Foto de: Beatabecla Para la fiesta de la Asunción, en el año 1864, fue Don Bosco a predicar el triduo a Montemagno. La población estaba desolada. Hacía tres meses que un cielo plomizo negaba la lluvia a los campos abrasados. Toda la cosecha estaba perdida. Inútilmente se habían hecho rogativas y oraciones.


Don Bosco en su primera plática, dijo al pueblo:
–Si vienen a los sermones de estos tres días, si se reconcilian con Dios por medio de una buena confesión, si todos se preparan, de modo que el día de la fiesta haya realmente una comunión general, les prometo, en nombre de la Virgen, que una lluvia abundante vendrá a refrescar sus campos.

Su ferviente exhortación venció los corazones. En el sermón, él no tenia la intención de hacer una promesa absoluta, sino más bien una exhortación eficaz, apoyado en la bondad de María. Pero, cuando volvió a la sacristía, observó que la gente le miraba maravillada y conmovida. El párroco se le acercó y le dijo:
–¡Bravo! Pero hace falta valor.
– ¿Que valor?
–¡Para anunciar al pueblo que lloverá infaliblemente el día de la fiesta!
–¿Yo he dicho eso?
–Ciertamente, ha dicho esas precisas palabras: en nombre de la Virgen, les prometo que si todos ustedes hacen una buena confesión obtendrán la lluvia
– Pero no; habrá entendido mal; yo no recuerdo haberlo dicho.
–Pregunte a cada uno de los oyentes y verá como todos han oído lo mismo que yo.

En efecto, así había sido, y el pueblo estaba tan persuadido de ello que se dispuso resueltamente a ajustar cuentas de la propia conciencia.
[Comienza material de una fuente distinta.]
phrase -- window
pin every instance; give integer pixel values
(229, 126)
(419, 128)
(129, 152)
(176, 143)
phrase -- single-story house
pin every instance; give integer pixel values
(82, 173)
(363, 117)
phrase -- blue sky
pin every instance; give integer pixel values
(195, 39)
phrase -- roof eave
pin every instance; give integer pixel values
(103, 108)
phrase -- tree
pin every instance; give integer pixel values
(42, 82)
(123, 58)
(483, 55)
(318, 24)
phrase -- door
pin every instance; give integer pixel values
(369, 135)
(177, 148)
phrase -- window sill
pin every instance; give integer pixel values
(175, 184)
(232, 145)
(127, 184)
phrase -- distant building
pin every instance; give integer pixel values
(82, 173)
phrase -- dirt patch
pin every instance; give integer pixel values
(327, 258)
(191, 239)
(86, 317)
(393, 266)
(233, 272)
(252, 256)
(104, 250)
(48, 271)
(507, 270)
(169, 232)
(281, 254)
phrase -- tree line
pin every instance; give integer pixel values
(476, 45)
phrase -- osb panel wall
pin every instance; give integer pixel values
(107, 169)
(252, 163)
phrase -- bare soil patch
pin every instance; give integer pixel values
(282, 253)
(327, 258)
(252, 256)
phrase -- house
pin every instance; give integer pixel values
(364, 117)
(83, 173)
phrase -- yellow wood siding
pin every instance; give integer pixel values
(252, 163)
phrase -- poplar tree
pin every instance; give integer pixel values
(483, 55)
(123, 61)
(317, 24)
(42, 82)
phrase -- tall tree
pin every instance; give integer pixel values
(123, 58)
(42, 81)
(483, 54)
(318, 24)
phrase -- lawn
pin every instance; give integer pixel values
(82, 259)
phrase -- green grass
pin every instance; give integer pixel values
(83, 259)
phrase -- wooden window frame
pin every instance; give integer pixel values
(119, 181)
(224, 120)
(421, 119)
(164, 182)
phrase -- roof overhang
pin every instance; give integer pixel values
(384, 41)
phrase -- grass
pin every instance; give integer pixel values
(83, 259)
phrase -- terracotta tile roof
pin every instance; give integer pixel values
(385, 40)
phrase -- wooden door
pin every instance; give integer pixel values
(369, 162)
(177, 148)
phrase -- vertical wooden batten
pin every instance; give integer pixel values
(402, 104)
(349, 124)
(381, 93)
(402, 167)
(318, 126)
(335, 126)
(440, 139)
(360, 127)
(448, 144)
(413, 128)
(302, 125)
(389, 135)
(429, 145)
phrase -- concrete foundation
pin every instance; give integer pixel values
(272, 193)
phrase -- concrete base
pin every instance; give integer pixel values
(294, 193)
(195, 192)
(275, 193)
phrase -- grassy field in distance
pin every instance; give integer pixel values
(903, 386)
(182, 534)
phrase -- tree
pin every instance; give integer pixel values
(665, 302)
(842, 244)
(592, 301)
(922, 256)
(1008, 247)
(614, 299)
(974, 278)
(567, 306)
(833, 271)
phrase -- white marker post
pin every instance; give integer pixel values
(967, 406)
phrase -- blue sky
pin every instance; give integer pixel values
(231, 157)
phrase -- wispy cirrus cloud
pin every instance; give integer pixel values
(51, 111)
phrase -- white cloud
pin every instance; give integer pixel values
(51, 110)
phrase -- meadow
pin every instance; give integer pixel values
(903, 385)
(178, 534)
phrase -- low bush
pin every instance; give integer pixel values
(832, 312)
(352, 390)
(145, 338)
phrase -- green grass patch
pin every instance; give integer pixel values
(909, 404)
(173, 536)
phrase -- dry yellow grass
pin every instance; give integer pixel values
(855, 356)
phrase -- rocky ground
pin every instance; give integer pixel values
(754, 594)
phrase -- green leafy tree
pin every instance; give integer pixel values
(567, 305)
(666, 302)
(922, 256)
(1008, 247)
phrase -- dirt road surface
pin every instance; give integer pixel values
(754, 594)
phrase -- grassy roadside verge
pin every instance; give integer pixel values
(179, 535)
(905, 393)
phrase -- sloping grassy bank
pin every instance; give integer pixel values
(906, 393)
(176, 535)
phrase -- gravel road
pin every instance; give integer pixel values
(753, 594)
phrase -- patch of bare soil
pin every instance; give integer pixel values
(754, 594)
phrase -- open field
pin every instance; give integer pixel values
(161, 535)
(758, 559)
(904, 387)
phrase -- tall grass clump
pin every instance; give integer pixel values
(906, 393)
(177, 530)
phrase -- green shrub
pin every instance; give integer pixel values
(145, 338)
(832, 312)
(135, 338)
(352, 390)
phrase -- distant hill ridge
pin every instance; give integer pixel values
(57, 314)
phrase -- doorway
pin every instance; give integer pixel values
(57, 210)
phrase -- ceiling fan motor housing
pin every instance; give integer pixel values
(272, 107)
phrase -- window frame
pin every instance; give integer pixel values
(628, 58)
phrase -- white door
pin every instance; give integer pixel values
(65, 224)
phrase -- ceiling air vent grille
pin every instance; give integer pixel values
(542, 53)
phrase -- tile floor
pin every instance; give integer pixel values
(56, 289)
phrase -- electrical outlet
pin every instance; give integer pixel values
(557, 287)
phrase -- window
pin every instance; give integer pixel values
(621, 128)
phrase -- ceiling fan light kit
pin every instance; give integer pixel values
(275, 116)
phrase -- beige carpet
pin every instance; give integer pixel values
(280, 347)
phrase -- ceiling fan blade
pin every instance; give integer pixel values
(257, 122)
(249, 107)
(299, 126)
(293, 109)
No bastaban los confesores para los penitentes. Desde la mañana temprano hasta la noche, los confesionarios estuvieron asediados.

Durante los tres días, Don Bosco siguió predicando. Al ir y venir de la iglesia los aldeanos le preguntaban:
–¿Y la lluvia?
–Quiten el pecado– Respondía Don Bosco

El día de la asunción hubo una comunión general tan numerosa como hacía tiempo no se había visto. Aquella mañana apareció el cielo lo más sereno que nunca. Don Bosco se sentó a comer con el marqués Fassati, pero antes de que los convidados hubieran concluido, se retiró a su habitación. Sufría cierta angustia porque su predicción había producido cierto rumor.

Tocaron las campanas a vísperas. Comenzó el canto de los salmos en la iglesia. Reinaba un calor sofocante. Acabado el magníficat, subió lentamente al púlpito. Una densa muchedumbre, que ocupaba hasta los rincones de la iglesia, clavó los ojos en él. Rezó el avemaría y le pareció que la luz del sol se había oscurecido ligeramente. Comenzó el prefacio, dijo las primeras frases y se oyó el prolongado rumor de un trueno. Un murmullo de alegría corrió por toda la iglesia. Don Bosco suspendió por un instante la plática, víctima de la más viva conmoción.

Se sobrevenían los truenos y una lluvia torrencial y persistente golpeaba contra los cristales. Don Bosco exclamó un himno de acción de gracias a la Virgen. El auditorio lloraba.